Saturday, 30 April 2011

Can representative democracy still foil the manipulation of public opinion?

Greece was the birth of democracy, and obviously the Ancient Greeks were the first to realize that forms of direct democracy had to be replaced by representative democracy. The reasons were self-evident 2500 years ago as they are now, and may be summarized in two main factors – cost efficiency and prevention of demagogy. It is costly and unnecessary to have the entire population drafting, discussing and approving all the laws. Likewise, elected representatives can be selected to support the views of many groups of people and can be trained to avoid being deceived by eloquent rhetoric.

For many centuries the art of rhetoric has been taught as one of the fundamental human arts. But, starting with Aristotle, many have since tried to regulate its application in law and politics to prevent it from following Plato’s negative definition of rhetoric as “the persuasion of ignorant masses within the courts and assemblies”. During Enlightenment many thinkers attempted to make language a neutral, transparent medium of communication, but in the 20th century there was a renewed focus on persuasion.

This was associated with developments in the science of psychology, which led to its association with other forms of opinion making. The most disastrous use was in the field of psychology of masses. Fascist, Communist and Nazi movements were the first to resort to the combination of rhetoric with martial music and marches and the exploitation of hate and similar low sentiments in relation to perceived or invented enemies among outsiders.

In democratic societies the new knowledge of psychology was channeled for pacific aims and used mostly for commercial purposes by an emerging new industry of advertising. This industry later extended to politics.

Meanwhile, a more dangerous form of manipulation through public relations has also extended from business to politics. PR is a more deceitful practice than advertising because it hides its sponsors and true objectives by combining many independent groups and opinion makers (often even unaware of being using) to construct the desired public perception. In particular, the fact that some organizations set up multi-million-dollar public relations and advertising campaigns to try to reframe the debates and shift the focus away from their responsibilities, gives them a powerful form of propaganda and manipulation.

So, how can representative democracy cope with this plethora of rhetoric, mass psychology, and advertising and public relations tools?
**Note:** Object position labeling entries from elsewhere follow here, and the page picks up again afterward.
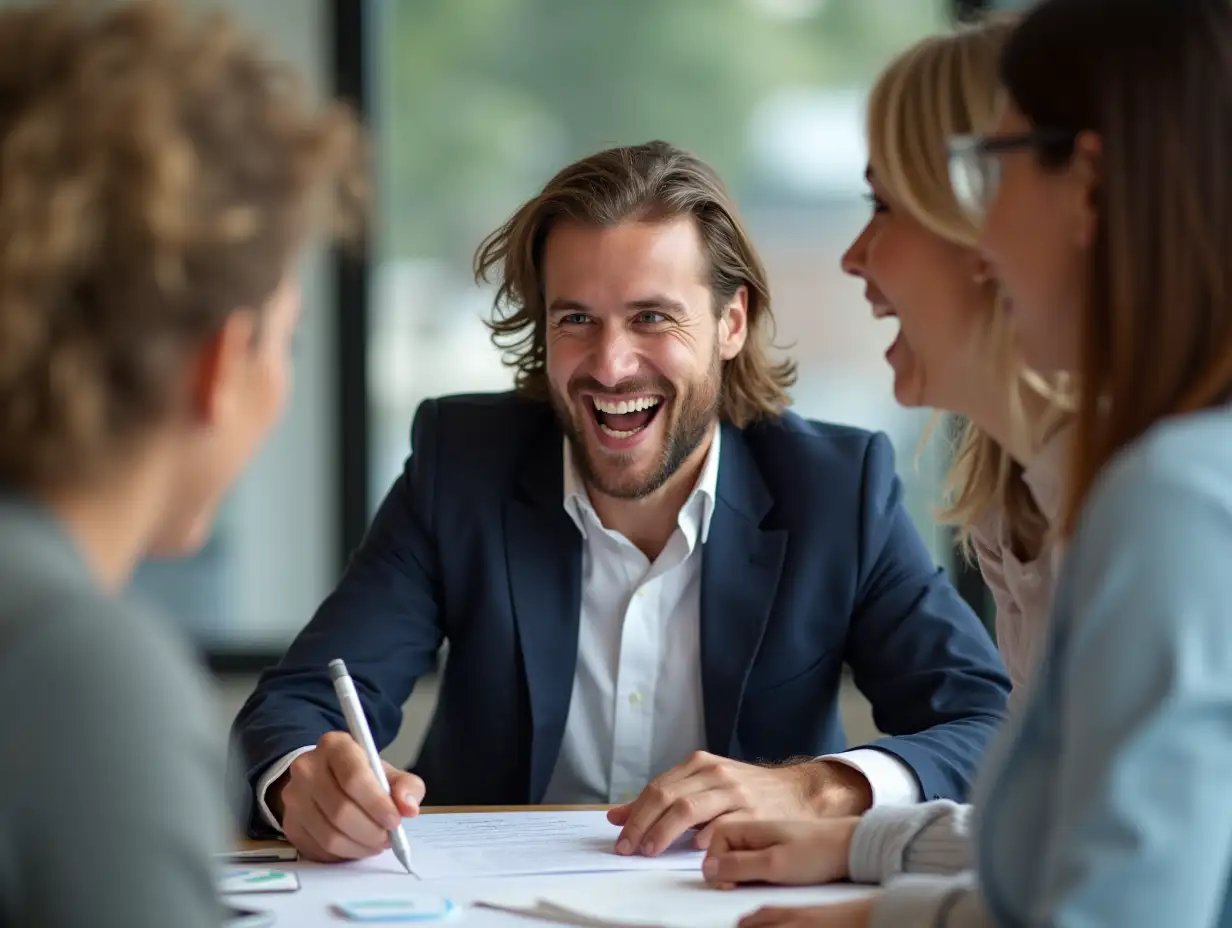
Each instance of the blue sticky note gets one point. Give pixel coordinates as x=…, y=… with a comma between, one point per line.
x=402, y=908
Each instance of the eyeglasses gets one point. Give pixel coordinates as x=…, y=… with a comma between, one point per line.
x=975, y=163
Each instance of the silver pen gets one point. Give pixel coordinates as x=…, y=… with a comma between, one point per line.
x=350, y=700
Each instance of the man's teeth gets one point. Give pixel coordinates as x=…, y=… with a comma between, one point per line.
x=625, y=406
x=617, y=433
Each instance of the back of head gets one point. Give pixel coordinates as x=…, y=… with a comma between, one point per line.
x=652, y=181
x=941, y=86
x=157, y=174
x=1153, y=80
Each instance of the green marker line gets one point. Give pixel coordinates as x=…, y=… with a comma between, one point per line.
x=265, y=878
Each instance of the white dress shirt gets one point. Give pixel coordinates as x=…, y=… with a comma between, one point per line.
x=636, y=708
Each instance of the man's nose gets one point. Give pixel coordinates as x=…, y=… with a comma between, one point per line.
x=615, y=358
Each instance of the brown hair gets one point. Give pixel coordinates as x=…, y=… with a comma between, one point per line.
x=157, y=174
x=946, y=85
x=1155, y=81
x=652, y=181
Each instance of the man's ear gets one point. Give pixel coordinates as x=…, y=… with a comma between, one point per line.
x=213, y=376
x=733, y=324
x=1087, y=170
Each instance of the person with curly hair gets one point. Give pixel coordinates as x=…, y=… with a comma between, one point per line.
x=158, y=178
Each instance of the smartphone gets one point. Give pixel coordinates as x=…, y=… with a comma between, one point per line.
x=239, y=917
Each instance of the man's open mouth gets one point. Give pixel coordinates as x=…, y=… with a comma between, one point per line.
x=625, y=418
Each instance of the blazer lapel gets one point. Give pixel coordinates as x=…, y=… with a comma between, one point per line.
x=543, y=553
x=741, y=568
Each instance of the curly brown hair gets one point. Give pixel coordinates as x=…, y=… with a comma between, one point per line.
x=157, y=174
x=652, y=181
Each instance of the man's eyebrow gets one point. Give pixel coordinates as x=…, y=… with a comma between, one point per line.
x=567, y=306
x=658, y=302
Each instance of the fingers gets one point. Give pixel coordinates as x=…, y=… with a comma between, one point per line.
x=350, y=770
x=407, y=790
x=737, y=866
x=706, y=836
x=334, y=807
x=733, y=833
x=665, y=811
x=333, y=841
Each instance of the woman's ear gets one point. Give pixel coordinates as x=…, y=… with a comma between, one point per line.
x=1086, y=170
x=212, y=377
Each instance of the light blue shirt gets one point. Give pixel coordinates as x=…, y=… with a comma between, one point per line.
x=1109, y=800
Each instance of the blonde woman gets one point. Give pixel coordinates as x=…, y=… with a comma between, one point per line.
x=954, y=349
x=955, y=353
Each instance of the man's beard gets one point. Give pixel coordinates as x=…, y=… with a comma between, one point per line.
x=695, y=411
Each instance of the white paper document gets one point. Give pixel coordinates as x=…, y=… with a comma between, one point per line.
x=445, y=846
x=658, y=900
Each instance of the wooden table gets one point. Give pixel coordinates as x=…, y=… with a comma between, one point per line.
x=248, y=843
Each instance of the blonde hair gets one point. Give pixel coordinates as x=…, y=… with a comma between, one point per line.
x=941, y=86
x=157, y=174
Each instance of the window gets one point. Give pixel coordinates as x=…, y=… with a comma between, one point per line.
x=477, y=104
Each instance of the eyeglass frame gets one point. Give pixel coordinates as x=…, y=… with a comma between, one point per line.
x=967, y=150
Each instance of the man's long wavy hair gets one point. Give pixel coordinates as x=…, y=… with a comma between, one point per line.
x=648, y=183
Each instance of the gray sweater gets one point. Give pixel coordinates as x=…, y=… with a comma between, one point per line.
x=111, y=785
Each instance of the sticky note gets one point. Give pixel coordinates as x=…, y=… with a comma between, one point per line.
x=403, y=908
x=256, y=880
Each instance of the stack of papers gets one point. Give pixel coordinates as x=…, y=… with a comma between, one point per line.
x=527, y=843
x=658, y=900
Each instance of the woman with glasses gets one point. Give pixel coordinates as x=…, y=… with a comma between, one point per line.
x=954, y=351
x=1106, y=213
x=158, y=179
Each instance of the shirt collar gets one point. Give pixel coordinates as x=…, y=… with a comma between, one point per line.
x=695, y=514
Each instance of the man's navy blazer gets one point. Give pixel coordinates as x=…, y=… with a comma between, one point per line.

The solution must be two-fold.

First, following on Aristotle’s ideas, these entire industries must be made transparent and well regulated while working on political issues. In particular, the PR industry must be carefully scrutinized.

Second, the relations between political parties and those industries must be also tightly regulated. In a context when the traditional media and journalists are being starved of resources, they are prone to succumb to ready-made news and articles prepared for them by PR agencies. Likewise, when elections are becoming more costly and competitive to get voters attention politicians are also an easy prey for richly-funded PR campaigns.

In the past representative democracy has been able to survive these threats. We believe it will be able to continue doing so. The alternatives – chaos or dictatorship – are simply not acceptable.